Evaluation of Ethical Factors
The trends did not satisfy the stakeholders involved in the company. The customers were not acquiring complete coverage from Celtel and the investors were not acquiring full returns on investment. Utilitarianism theory considers all stakeholders and maximizes satisfaction for people’s preferences. Charging high prices to the poor people does not meet the greatest human welfare since it makes them poorer. Lowering the call rate and reducing the value of recharge vouchers would present more total good for rural residents. The company was making losses due to vandalism of telecommunication equipment and power generators. This reduced the cost benefits for the investors due to the high cost of running the firm. Hiring security guards to guards the base stations increased the operating costs.

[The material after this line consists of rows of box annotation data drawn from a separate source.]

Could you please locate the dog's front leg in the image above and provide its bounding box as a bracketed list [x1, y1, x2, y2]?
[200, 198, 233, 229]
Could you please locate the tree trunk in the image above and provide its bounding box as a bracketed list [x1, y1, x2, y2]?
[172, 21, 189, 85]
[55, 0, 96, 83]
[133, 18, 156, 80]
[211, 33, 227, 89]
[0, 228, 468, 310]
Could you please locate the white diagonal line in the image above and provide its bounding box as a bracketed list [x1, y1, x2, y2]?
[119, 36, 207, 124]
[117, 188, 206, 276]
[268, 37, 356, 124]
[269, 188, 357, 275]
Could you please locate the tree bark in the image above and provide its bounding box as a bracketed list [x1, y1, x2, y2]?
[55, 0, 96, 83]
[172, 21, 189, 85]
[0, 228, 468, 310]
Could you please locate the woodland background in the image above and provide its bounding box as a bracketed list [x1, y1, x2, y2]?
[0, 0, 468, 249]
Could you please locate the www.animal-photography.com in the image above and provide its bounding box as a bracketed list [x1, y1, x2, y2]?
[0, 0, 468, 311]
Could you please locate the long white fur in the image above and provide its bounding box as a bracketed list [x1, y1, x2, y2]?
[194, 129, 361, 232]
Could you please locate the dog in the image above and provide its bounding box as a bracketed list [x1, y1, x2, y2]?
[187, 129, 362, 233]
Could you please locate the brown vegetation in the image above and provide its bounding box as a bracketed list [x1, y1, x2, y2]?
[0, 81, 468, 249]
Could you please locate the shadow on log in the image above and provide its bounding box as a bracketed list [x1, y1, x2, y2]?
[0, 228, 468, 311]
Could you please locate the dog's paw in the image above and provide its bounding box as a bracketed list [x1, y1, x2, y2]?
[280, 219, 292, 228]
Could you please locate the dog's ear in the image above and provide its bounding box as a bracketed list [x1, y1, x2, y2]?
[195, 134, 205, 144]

The high costs of accessing telecommunication services were exerting undue pressure on the local residents.
Alternatives
The current trend can be maintained and improved by eliminating dealers operating in the urban areas. The dealers have become passive traders and they can be replaced with Celtel distribution centers where consumers can access products within a controlled environment. Investors would pump in more cash to construct the distribution centers in the urban and rural areas. The distribution centers would be actively operated by Celtel employees and would help the company penetrate the rural market. This would have a higher return on investment for the investors.
Recommendations
The telecommunication industry will require high bandwidth wireless services due to increased demand by businesses. Celtel can expand the coverage of broadband services to more rural areas. This can include the introduction of fiber optics networks in the urban and developing rural areas. The coverage of the rural areas is poor resulting to low quality services amid high charges. The company can extend the network of dealers providing products and airtime by introducing mobile money transfer. This would enable mobile users recharge their mobile accounts without purchasing recharge cards. The current rural population lives in extreme poverty, which results to low purchasing power. The company can introduce product packages for SMEs in the rural areas that enable them access services at a lower price. This would help the SMEs retain most of the revenue generated from the business by reducing the cost of telecommunication services. Several residents in the rural areas had several subscriber lines due to changes in charges across the networks. Introducing number portability and lowering cross-network call charges would increase the number of Celtel subscribers. The company relied more on dealers instead of marketing and advertising. Some of the rural areas are insecure, and marketers cannot access them. Introducing mobile advertisements through SMS services would extend the coverage of advertisements.